This topic describes how to create Spark jobs, view the details of Spark jobs, and terminate Spark jobs.
Prerequisites
Lindorm Distributed Processing System (LDPS) is activated for the Lindorm instance. For more information, see Activate LDPS and modify the configurations.
A job is developed. For more information, see Create a job in Java or Create a job in Python.
The developed job is uploaded to HDFS or Object Storage Service (OSS). For more information, see Upload files in the Lindorm console.
Create a Spark job
Log on to the Lindorm console.
In the upper-left corner of the page, select the region where the instance is deployed.
On the Instances page, click the ID of the instance that you want to manage or click Manage in the Actions column corresponding to the instance.
In the left-side navigation pane, click Compute Engine.
Click the Job Management tab.
Click Create Job.
In the Create Job dialog box, specify the job name and select the job type.
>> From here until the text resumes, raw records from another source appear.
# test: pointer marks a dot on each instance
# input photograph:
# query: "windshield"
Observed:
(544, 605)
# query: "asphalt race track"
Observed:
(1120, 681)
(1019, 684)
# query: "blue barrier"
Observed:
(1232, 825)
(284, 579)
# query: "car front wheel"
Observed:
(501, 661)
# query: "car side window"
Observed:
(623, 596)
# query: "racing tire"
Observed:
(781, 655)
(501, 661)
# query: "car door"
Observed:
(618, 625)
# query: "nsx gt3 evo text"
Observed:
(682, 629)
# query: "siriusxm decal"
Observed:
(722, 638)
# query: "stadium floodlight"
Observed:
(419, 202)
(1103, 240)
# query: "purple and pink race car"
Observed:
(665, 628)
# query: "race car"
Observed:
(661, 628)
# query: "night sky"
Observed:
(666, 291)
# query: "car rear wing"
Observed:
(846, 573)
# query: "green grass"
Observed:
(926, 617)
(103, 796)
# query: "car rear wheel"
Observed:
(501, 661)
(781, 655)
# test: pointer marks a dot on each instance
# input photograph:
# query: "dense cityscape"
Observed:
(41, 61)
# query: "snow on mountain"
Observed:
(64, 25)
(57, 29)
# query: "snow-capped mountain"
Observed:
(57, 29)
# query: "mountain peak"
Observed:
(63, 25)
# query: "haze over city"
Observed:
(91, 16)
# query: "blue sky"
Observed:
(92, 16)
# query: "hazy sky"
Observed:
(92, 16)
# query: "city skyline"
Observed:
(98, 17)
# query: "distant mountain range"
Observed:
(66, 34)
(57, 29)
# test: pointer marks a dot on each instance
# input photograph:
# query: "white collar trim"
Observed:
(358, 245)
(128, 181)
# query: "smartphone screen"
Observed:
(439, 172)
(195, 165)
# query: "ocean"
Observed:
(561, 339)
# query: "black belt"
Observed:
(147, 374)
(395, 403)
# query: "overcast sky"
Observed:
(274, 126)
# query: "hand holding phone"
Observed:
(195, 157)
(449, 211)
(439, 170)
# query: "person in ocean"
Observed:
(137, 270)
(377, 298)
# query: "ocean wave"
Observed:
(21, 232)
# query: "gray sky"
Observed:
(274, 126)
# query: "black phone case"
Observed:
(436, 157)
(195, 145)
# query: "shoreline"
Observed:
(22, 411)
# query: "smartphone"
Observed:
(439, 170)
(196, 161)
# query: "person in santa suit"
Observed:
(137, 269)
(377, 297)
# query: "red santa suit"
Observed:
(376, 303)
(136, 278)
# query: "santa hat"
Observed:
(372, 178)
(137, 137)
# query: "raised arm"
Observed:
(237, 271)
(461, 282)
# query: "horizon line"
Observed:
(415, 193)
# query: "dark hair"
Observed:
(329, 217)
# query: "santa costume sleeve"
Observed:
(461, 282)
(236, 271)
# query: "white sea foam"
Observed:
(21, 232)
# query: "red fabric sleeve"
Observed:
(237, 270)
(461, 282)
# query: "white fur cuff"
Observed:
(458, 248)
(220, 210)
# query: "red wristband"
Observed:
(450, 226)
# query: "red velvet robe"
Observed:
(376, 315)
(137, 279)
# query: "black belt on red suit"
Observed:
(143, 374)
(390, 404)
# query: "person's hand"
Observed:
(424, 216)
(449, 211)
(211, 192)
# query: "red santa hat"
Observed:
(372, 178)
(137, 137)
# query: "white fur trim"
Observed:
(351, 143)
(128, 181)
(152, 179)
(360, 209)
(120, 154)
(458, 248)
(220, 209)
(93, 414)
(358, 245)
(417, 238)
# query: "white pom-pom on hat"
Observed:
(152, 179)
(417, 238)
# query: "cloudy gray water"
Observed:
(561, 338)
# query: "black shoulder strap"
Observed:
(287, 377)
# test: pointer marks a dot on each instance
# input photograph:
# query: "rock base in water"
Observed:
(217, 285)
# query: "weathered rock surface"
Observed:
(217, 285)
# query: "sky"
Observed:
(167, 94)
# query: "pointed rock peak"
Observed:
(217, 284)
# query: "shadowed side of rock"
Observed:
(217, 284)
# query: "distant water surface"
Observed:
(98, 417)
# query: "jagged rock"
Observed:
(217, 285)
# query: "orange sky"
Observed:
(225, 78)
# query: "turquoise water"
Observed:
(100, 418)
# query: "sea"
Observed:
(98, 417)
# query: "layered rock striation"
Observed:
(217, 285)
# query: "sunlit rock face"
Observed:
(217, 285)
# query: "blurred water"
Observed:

Configure the parameters described in the following table based on the job template. Keep the default values of other parameters.
Parameter
Description
token
The token that is used to authenticate computing resources when you submit the Spark job. You can obtain the token by performing the following steps in the Lindorm console: Click the ID of the Lindorm instance. In the left-side navigation pane, click Database Connections, and then click the Compute Engine tab.
mainResource
The path in which the JAR package or Python file of the job is stored in OSS or HDFS.
mainClass
The class that is used as the entry point for your program in the JAR Spark job.
args
The parameter that is passed to the mainClass parameter.
configs
System parameters of the Spark job. If the job is uploaded to OSS, you must configure the following parameters in configs:
spark.hadoop.fs.oss.endpoint: The path in which the Spark job is stored in OSS.
spark.hadoop.fs.oss.accessKeyId: The AccessKey ID used to access OSS. You can obtain the AccessKey ID in the console. For more information, see Obtain an AccessKey pair.
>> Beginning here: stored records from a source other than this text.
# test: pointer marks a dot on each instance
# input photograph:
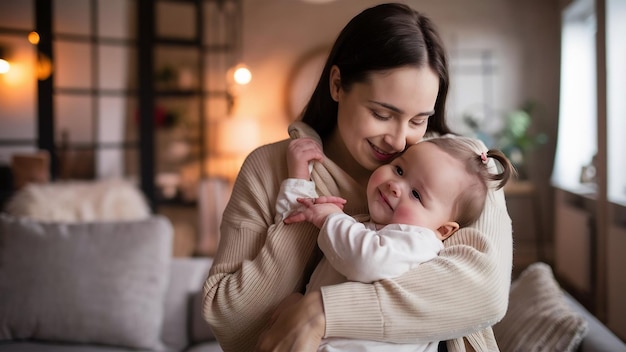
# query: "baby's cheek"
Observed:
(406, 215)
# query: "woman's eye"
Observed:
(380, 116)
(419, 122)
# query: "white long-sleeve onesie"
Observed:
(357, 251)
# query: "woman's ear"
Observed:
(446, 230)
(335, 82)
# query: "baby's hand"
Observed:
(316, 210)
(300, 152)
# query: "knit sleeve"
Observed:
(258, 262)
(462, 291)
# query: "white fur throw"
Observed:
(80, 201)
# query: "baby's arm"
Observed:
(316, 210)
(364, 254)
(300, 153)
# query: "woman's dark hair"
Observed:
(382, 37)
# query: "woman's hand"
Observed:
(300, 153)
(297, 325)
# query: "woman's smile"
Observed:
(381, 155)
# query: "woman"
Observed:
(383, 87)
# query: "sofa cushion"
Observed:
(539, 317)
(100, 283)
(187, 276)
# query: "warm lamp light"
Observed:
(33, 38)
(4, 66)
(4, 63)
(240, 75)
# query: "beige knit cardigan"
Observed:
(461, 293)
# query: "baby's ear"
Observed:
(446, 230)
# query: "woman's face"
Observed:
(377, 119)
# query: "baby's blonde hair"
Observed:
(472, 153)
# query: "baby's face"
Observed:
(418, 188)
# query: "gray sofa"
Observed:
(76, 287)
(100, 287)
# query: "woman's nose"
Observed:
(396, 139)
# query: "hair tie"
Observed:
(483, 157)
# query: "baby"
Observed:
(415, 203)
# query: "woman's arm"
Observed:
(463, 290)
(366, 255)
(259, 262)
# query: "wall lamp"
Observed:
(5, 66)
(237, 77)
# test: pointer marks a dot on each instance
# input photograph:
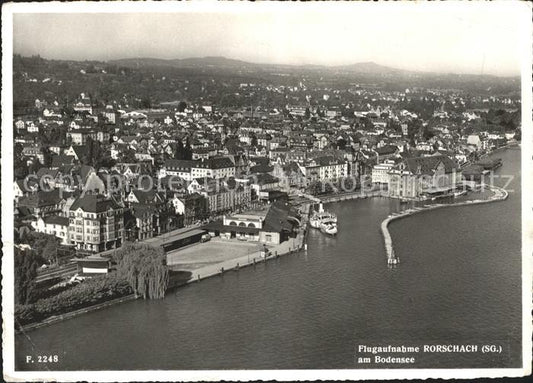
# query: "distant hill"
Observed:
(223, 62)
(193, 62)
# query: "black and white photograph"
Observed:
(256, 190)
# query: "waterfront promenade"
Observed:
(290, 246)
(499, 194)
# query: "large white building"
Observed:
(190, 169)
(324, 168)
(380, 172)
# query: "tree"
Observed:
(26, 264)
(254, 140)
(144, 267)
(187, 150)
(182, 105)
(44, 245)
(146, 103)
(180, 150)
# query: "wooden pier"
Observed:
(500, 194)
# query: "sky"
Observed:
(480, 39)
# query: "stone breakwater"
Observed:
(499, 194)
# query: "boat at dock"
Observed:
(328, 226)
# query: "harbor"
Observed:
(340, 287)
(499, 194)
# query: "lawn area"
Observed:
(214, 251)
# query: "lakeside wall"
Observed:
(500, 194)
(288, 247)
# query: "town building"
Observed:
(421, 176)
(96, 223)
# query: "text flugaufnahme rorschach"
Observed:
(402, 354)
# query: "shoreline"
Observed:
(500, 194)
(290, 246)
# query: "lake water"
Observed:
(459, 283)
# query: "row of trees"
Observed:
(144, 268)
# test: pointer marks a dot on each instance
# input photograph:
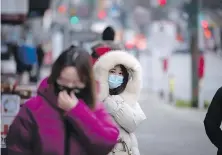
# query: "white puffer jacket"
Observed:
(124, 108)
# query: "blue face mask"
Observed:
(115, 81)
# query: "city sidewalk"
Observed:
(169, 130)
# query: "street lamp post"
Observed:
(193, 11)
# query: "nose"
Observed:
(70, 85)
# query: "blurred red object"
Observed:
(99, 51)
(201, 66)
(165, 64)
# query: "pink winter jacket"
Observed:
(40, 128)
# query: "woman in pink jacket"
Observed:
(64, 118)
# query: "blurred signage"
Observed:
(85, 36)
(10, 105)
(13, 19)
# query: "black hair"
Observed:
(80, 59)
(108, 34)
(120, 89)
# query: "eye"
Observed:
(112, 71)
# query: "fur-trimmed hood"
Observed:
(110, 60)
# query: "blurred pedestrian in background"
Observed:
(64, 118)
(119, 76)
(213, 119)
(108, 43)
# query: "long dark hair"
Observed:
(80, 59)
(120, 89)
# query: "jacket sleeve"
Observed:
(128, 117)
(213, 120)
(19, 139)
(95, 129)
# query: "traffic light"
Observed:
(101, 14)
(74, 20)
(204, 24)
(62, 9)
(162, 2)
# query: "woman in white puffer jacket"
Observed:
(119, 77)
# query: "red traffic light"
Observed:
(162, 2)
(101, 14)
(204, 24)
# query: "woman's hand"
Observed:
(66, 101)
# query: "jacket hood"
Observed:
(110, 60)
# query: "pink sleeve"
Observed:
(19, 135)
(95, 128)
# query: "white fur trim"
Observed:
(110, 60)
spark.hadoop.fs.oss.accessKeySecret: The AccessKey secret used to access OSS. You can obtain the AccessKey secret in the console. For more information, see Obtain an AccessKey pair.
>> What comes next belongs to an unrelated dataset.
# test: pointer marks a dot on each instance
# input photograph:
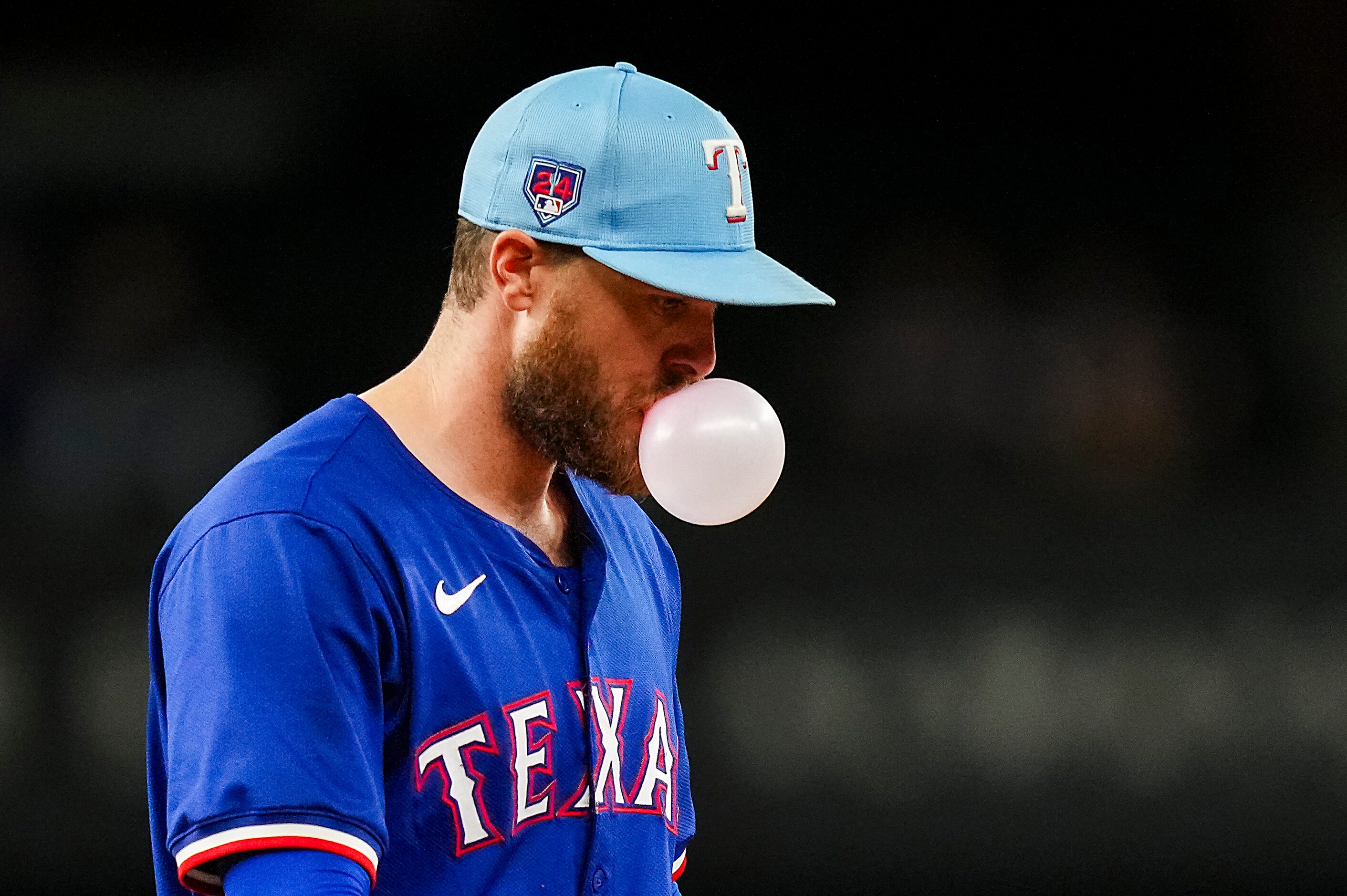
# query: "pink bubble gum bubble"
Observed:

spark.hadoop.fs.oss.impl: The class used to access OSS. Set the value to org.apache.hadoop.fs.aliyun.oss.AliyunOSSFileSystem.
Click Save in the upper-right corner of the page.
Click Run in the upper-right corner of the page.
View the details of a Spark job
Log on to the Lindorm console.
In the upper-left corner of the page, select the region where the instance is deployed.
On the Instances page, click the ID of the instance that you want to manage or click Manage in the Actions column corresponding to the instance.
In the left-side navigation pane, click Compute Engine.
Click the Jobs tab to view the details of a Spark job.
Spark job information
Description
JobId
The ID of the Spark job.
AppName
The name of the Spark job.
WebUI Address
The address of the Spark web UI. You can copy the address of the Spark web UI, paste the address in the address bar of your browser, and log on to the Spark web UI by using the username and password of LindormTable to view the details of the Spark job. For the detailed information that is displayed on the Spark web UI page, see View the information about Spark jobs.
NoteYou can obtain the default username and password of LindormTable on the Wide Table Engine tab of the Database Connections page.
Status
The status of the Spark job.
Details
The details of the Spark job status.
Actions
Operations that can be performed on the Spark job.
Terminate a Spark job
Only Spark jobs that are in the Starting or Running state can be terminated.
The termination of Spark jobs does not affect the Lindorm instance.
Log on to the Lindorm console.
In the upper-left corner of the page, select the region where the instance is deployed.
On the Instances page, click the ID of the instance that you want to manage or click Manage in the Actions column corresponding to the instance.
In the left-side navigation pane, click Compute Engine.
Click the Jobs tab.
Find the Spark job that you want to terminate and then click Stop Job in the Actions column corresponding to the job.